Despite a series of increasingly revealing intimate photographs of the two taken while on holiday in the south of France published in the Daily Mirror and the Sun, public reaction has been confined to buying up every available copy of the papers.
The press commission said that speculation about the Prince and Princess of Wales's marriage prompted nearly 400 telephone calls in a week, with a further 70 written complaints.
Meanwhile Mr Bryan, the Duchess's financial adviser, continued to pursue legal action to prevent publication of the photographs in France. He was granted an injunction earlier this week ordering the seizure of the photographs, their negatives and any reproductions from Daniel Angeli, who took the photographs.

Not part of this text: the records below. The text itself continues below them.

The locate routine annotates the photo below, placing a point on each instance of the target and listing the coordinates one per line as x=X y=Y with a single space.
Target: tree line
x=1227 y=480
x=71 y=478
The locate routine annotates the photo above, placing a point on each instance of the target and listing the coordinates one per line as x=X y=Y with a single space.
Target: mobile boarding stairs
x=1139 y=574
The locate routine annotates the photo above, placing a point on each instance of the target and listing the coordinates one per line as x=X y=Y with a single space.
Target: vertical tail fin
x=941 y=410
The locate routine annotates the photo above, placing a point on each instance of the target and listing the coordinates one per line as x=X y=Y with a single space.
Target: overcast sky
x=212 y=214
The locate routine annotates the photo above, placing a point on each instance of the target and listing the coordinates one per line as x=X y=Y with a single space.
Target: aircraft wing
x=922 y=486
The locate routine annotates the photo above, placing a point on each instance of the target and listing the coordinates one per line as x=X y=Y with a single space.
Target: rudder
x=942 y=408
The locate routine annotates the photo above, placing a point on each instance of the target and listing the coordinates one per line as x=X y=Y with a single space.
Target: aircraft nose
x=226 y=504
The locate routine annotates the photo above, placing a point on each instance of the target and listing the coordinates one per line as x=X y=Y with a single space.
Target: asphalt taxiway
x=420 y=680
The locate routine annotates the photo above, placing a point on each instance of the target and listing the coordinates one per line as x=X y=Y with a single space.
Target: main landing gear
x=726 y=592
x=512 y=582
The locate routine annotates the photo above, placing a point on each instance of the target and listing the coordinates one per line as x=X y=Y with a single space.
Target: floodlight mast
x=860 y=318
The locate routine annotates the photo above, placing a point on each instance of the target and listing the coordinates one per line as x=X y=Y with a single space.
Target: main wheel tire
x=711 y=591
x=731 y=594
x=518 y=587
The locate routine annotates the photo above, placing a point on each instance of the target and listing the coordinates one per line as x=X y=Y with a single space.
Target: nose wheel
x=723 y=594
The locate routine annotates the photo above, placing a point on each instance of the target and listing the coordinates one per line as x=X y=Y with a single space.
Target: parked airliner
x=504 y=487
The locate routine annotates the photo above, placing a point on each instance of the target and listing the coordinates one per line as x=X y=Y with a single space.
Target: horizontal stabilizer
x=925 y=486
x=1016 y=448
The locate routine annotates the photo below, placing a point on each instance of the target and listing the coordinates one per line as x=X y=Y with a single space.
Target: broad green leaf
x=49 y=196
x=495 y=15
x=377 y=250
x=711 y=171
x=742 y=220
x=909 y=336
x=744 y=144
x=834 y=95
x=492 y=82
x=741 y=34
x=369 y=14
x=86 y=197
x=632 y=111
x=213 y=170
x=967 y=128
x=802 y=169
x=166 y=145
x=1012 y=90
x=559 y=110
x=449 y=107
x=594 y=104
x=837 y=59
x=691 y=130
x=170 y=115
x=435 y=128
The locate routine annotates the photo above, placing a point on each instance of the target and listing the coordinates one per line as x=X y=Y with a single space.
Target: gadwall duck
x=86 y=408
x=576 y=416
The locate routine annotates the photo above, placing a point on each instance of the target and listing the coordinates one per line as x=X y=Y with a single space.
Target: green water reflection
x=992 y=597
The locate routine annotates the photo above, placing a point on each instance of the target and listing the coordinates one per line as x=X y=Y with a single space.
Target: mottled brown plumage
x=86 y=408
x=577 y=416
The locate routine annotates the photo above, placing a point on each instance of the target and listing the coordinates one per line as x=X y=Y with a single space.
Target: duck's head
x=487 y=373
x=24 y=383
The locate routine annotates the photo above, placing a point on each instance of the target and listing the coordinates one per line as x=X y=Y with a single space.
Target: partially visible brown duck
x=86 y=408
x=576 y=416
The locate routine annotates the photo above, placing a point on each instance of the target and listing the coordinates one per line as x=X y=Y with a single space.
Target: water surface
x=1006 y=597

The French magazine Paris Match is also seeking to lift restrictions on publishing the story in France. Extensive publication in Britain makes the restrictions pointless, they argue. Belgian daily, La Lanterne reproduced yesterday's Mirror front page in colour on the front page and then in black and white on its back page beneath the headline, in English, 'Sea, Sex and Sarah Ferguson'. Another Belgian daily, Le Soir, also shows its readers what yesterday's Mirror readers saw.
The Turin daily La Stampa headlined the affair 'Monarchy in the mud', while Switzerland's French-language tabloid Le Matin, which has carried some of the pictures claimed they had 'provoked the most serious royal crisis since the 1936 abdication of Edward VIII'. France's Le Parisien said: 'Fergie takes top off, crown trembles,' In Germany, Bild ran the headline: 'Fergie naked during love play. Her child looked on'. The New York Daily News called the Duchess 'The Duchess of Vulgarity', while the Star, a weekly tabloid, promised to give the story nationwide coverage today.